Some 12 percent of the global tobacco consumption is illegal, he said, which amounts to between $5 and $10 billion dollars of loss annually, and government losing millions of dollars in tax revenue, he said.
The company half-year report [pdf] of 2013 shows continued performance, and chairman, Richard Burrows said in the half-year highlights, “Despite fragile economic conditions persisting in some parts of the world, notably Europe, British American Tobacco has delivered another good set of results. The business is performing well and we are confident of another year of good earnings growth.”
Counterfeiting is linked to organised crime and terrorism, Hubert said, and undermines health policies, like “the desire to ensure that regulated products are only sold to those over 18 years of age,” he said.
The tobacco industry has campaigned against Australia – which implemented measures regulating the plain packaging of tobacco products to protect the health of its citizens – and has actively lobbied other countries considering such measures. Several countries have filed disputes at the World Trade Organization against Australia, on the grounds that plain packaging is in breach of their obligations under the WTO Agreement on Trade-Related Aspects of Intellectual Property Rights (TRIPS) (IPW, IP-Watch Briefs, 28 September 2013).
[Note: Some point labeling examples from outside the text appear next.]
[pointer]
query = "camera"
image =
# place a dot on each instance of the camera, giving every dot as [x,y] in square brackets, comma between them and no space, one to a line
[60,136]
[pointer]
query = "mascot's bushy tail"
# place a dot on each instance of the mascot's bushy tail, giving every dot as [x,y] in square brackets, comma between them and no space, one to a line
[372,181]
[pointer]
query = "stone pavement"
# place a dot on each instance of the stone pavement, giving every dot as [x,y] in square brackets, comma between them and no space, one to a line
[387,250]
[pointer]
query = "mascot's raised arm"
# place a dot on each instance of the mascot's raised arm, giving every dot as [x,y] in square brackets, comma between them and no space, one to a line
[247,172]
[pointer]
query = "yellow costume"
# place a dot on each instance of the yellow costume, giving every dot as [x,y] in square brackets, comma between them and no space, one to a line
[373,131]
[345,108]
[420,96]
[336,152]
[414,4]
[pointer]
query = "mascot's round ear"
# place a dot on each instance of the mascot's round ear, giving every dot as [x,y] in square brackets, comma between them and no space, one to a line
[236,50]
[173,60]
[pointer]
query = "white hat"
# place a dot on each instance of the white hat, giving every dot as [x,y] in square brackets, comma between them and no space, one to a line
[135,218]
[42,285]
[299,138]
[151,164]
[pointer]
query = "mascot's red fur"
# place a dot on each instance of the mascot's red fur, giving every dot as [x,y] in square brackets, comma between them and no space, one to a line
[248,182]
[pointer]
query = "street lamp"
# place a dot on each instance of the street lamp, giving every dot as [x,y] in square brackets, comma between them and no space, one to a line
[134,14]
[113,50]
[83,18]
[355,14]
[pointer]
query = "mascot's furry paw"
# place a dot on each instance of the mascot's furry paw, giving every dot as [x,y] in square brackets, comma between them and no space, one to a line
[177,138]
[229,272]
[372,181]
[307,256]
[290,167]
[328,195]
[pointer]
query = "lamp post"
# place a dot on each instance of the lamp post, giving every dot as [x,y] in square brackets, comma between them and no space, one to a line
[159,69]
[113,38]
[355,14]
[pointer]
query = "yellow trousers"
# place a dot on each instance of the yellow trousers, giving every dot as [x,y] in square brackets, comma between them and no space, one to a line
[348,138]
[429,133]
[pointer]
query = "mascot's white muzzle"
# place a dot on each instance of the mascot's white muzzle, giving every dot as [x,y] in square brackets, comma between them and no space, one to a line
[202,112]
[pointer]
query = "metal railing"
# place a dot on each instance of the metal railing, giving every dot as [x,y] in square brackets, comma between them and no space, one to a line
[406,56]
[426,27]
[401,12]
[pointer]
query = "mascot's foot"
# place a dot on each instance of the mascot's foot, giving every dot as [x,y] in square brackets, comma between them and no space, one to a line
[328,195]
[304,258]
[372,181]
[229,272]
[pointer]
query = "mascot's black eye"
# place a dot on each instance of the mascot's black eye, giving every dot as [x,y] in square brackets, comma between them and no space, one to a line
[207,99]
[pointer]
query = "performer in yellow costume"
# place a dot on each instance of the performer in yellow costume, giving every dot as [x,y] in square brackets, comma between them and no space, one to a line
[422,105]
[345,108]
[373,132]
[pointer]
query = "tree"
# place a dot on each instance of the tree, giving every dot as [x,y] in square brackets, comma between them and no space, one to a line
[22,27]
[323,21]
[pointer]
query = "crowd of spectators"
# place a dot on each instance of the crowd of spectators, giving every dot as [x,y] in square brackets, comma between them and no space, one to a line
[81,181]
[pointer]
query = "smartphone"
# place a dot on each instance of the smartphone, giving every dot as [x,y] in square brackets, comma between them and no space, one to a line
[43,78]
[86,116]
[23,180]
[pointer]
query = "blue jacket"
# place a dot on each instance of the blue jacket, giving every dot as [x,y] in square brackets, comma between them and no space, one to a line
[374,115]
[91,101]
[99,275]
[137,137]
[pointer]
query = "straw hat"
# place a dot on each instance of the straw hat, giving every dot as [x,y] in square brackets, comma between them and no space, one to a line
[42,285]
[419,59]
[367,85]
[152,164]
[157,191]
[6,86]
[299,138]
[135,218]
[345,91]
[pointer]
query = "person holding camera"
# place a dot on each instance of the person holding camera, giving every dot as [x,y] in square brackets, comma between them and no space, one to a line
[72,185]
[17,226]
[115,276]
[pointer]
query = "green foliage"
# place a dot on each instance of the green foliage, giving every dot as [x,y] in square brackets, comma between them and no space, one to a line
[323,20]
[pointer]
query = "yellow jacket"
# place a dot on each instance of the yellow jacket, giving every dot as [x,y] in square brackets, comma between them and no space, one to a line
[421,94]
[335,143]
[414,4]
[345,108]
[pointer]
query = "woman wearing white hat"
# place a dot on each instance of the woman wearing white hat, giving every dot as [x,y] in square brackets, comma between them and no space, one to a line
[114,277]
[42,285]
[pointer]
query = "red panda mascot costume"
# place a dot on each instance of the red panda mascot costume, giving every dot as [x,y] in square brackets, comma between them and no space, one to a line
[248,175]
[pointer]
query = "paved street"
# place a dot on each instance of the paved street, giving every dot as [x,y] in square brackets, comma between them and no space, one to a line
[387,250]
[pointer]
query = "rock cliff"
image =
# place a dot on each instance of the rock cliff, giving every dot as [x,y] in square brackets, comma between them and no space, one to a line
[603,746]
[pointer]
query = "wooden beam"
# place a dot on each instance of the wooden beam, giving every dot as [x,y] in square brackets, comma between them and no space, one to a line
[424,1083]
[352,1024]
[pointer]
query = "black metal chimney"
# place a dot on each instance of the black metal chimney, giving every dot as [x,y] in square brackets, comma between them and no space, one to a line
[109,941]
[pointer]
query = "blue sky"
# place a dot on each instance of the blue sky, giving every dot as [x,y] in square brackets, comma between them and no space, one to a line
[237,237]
The approach of industry to address the current issues of counterfeiting is to secure the global supply chains, and track products, Hubert said. Four major tobacco industries (BAT, Imperial Tobacco Group, Japan Tobacco International and Philip Morris International) have joined efforts and set up the Digital Coding & Tracking Association to that effect.
BAT is also working with Interpol and the World Customs Organization (WCO), he said. The company also “wholly supports” the World Health Organization’s Protocol to Eliminate Illicit Trade in Tobacco Products.
The WHO “is trying to glue together the global supply chain for the tobacco industry,” he said, but basic rules have to be followed if this attempt at regulation is to be successful, he said. Each country should make sure when they translate the WHO regulation into their national regulations that the track-and-trace systems they put in place talk to each other.
More coordination and collaboration between WHO, WCO and WTO as custodians of international trade, is key to success, he said. He admitted that WHO “does not want to talk to us now”, but “it would seem lunacy not to include the industry in this dialogue because we know how the supply chains work,” he said.
The WTO Public Forum took place from 1-3 October and was themed “expanding trade through innovation and the digital economy.”
Chan Praises EU Efforts Against Tobacco
Meanwhile, on 7 October, WHO Director General Margaret Chan issued a statement encouraging the European Union in its process of updating the EU Tobacco Products Directive, underlining weaknesses, gaps and loopholes in the existing 2001 directive [pdf].
As party to the WHO Framework Convention on Tobacco Control, the EU “has an obligation to strengthen its tobacco control legislation to reflect its international commitments,” she said. Among the steps countries have to take are banning advertising, putting large health warnings on packages of tobacco, and counteracting illicit trade, according to the statement.
“In the case of the EU Directive,” the statement said, “the tobacco industry is, once again, making an extraordinary effort to keep its products from being regulated, precisely because regulation works so well to reduce the vast harm caused by tobacco products. The tobacco industry is, once again, using an arsenal of economic arguments, precisely because such arguments are so effective in shifting the emphasis away from health, especially in times of financial austerity.” She encouraged EU parliamentarians to turn a deaf ear to those pressures.